Neural network training fails when target values are small. Mapminmax issue?

Question

1 vote

When I try to train a network with very small targets the training stops at epoch 0 (i.e., does not begin at all) because the gradient is already too small. I understand that a very small target could imply a very small gradient but the mapminmax function is active and it should map the target in [-1,1] avoiding this kind of problems. So what's going on?

Here's some code:

First I define a really small sine wave:

    in = [0:0.1:10];
    out = sin(in)/1e10;

then I create and configure a network

    net = fitnet([15]);
    net = configure(net,in,out);

The mapminmax function seems to be active and properly configured:

    net.outputs{1,2}.processSettings{1,2}
    ans = 
         name: 'mapminmax'
        xrows: 1
         xmax: 9.9957e-11
         xmin: -9.9992e-11
       xrange: 1.9995e-10
        yrows: 1
         ymax: 1
         ymin: -1
       yrange: 2
    no_change: 0
         gain: 1.0003e+10
      xoffset: -9.9992e-11

but the training fails (it stops at epoch 0):

 [net,tr] = train(net,in,out);
 tr.stop
 ans =
 Minimum gradient reached.
 tr.num_epochs
 ans =
     0

The learning completely failed, this is the output of the net:

But if I manually use mapminmax everything works well

    net = configure(net,in,mapminmax(out,-1,1));
    [net,tr] = train(net,in,mapminmax(out,-1,1));
    tr.stop
    ans =
    Minimum gradient reached.
    tr.num_epochs
    ans =
   377

And the network actually learned the sine function:

Any ideas?

3 Comments
Show 1 older comment Hide 1 older comment

xingji he on 7 Apr 2022

Very Helpful !!

bah on 24 Oct 2022

Did matlab solve this or is the issue still present ?

Sign in to comment.

Sign in to answer this question.

Follow Question

Answer 1

Greg Heath on 1 Sep 2016

Open in MATLAB Online

0 votes

You have to change the defaults for BOTH the MSE goal AND the Minimum gradient. They are on the scale of the UNNORMALIZED data. For simple problems I tend to use the average BIASED target variance estimate to get

 MSEgoal = mean(var(target',1))/100
 MinGrad = MSEgoal/100

On more serious problems I consider BOTH the UNBIASED mean target variance estimate for O-dimensional targets AND the loss of degree of freedom because the same data is used to BOTH estimate Nw unknown weights AND to estimate the performance:

 MSEgoal =
        0.01*max(0,Ndof)* mean(var(target',0)) / Ntrneq

where

Ntrneq = Ntrn*O         % No of training equations
Ndof   = Ntrneq - Nw    % No of degrees of freedom

For details search both the NEWSGROUP and ANSWERS using

greg MSEgoal MinGrad

Hope this helps

Thank you for formally accepting my answer

Greg

4 Comments
Show 2 older comments Hide 2 older comments

Roberto on 1 Sep 2016

Open in MATLAB Online

Hi Greg, thank you so much for your reply.

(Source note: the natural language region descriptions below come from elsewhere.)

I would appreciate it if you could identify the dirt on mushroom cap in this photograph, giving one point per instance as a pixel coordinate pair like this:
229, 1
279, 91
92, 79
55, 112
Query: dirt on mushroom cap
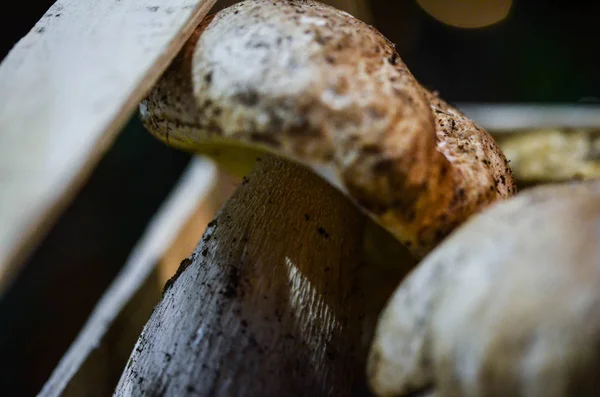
314, 84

I clearly understand your point. I already tried tuning min_grad with some good result but what I'm trying to understand is if this is the major bug it seems or not.

When you say "mse goal and gradient goal are on the scale of the unnormalized data" do you mean that mapminmax parameters and settings affect only the simulation of the net and not the training? It would look to me like a really major issue of neural network toolbox.

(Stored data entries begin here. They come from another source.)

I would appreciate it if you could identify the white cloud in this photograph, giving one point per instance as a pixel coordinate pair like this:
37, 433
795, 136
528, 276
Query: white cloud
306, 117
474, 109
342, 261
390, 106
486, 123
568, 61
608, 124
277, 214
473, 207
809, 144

For what is reported in the documentation the implementation of mapminmax should fully automate the pre/post processing stages and make the "magnitude" of inputs and targets completely irrelevant. According to documentation, since the network always maps inputs and targets in a proper interval ([-1,1] if hyperbolic tangent is used as activation function,) it should not be able to dinstinguish, for example these 2 problems:

1.

    inputs = [0:0.1:10];
    targets = sin(inputs);

2.

    inputs = [0:0.1:10];
    targets = sin(inputs)/1e6;

Am I right or I'm missing something?

Roberto on 2 Sep 2016

Edited: Roberto on 2 Sep 2016

Open in MATLAB Online

I made 3 experiments. If necessary I can post the code.

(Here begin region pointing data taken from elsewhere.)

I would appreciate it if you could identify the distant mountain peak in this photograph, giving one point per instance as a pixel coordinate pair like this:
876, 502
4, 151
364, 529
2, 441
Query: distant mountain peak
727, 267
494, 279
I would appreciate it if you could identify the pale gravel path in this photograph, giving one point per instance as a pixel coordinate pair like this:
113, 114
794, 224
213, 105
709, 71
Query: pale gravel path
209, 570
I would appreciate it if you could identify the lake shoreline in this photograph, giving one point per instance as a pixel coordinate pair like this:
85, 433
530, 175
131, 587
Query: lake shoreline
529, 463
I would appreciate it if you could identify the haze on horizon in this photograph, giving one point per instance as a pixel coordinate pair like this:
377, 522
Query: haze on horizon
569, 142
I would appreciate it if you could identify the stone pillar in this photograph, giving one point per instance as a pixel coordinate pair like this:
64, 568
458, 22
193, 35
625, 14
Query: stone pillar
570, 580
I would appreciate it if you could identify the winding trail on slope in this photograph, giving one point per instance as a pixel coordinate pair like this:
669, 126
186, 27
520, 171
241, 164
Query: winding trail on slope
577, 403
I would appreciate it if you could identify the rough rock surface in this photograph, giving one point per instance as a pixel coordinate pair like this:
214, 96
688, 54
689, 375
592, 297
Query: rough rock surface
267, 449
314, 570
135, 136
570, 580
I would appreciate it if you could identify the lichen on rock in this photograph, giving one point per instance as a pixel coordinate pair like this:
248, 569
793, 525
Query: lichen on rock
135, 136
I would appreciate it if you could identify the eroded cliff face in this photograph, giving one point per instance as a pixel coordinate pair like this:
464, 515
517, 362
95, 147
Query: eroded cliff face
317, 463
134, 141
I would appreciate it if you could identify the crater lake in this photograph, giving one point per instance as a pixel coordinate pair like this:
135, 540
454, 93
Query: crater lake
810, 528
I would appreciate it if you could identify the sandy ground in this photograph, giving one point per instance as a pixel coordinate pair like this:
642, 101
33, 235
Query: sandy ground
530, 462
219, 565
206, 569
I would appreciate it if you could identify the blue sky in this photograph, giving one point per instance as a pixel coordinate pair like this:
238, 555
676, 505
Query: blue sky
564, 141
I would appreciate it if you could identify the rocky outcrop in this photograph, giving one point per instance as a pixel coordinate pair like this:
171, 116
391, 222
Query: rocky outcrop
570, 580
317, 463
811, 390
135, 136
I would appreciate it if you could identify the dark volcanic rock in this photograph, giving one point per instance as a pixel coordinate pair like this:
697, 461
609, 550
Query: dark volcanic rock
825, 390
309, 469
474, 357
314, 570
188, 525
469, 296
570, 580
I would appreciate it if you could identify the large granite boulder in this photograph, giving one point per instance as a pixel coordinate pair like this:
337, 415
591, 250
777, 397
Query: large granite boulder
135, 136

1. I trainined on the same data 2 nets with equal initialization, no early stopping. The only difference of these nets is that the first has mapminmax active and configured in both input and output layers, the second has no pre/post process functioncs. The training resulted in different weights and biases. This should prove that mapminmax affects the training in some way.

2. Simulating a network with mapminmax (parameters retrieved from the net itself) by manually computing the correct linear combination of processed inputs with weights and biases results in the exact output produced by calling "sim" function. Then mapminmax affects the simulation of the net in the correct (and expected) way.

3. I defined a parametric problem like this

if true
  eps = 1;
  in = [0:01:10];
  out = sin(in)*eps;
end

Then I trained 2 networks, the first one (Net1) had mapminmax active and it's been trained in the regular way

    net = configure(net,in,out);
    net = train(net,in,out);

The second one (Net2) had no active processing functions and I manually pre-processed inputs and targets in both training and simulation.

Then I computed for both the quantity

C = (sqrt(MSE)/mean(targets))*100

that represents the percentage of the error of the net compared to the mean of targets.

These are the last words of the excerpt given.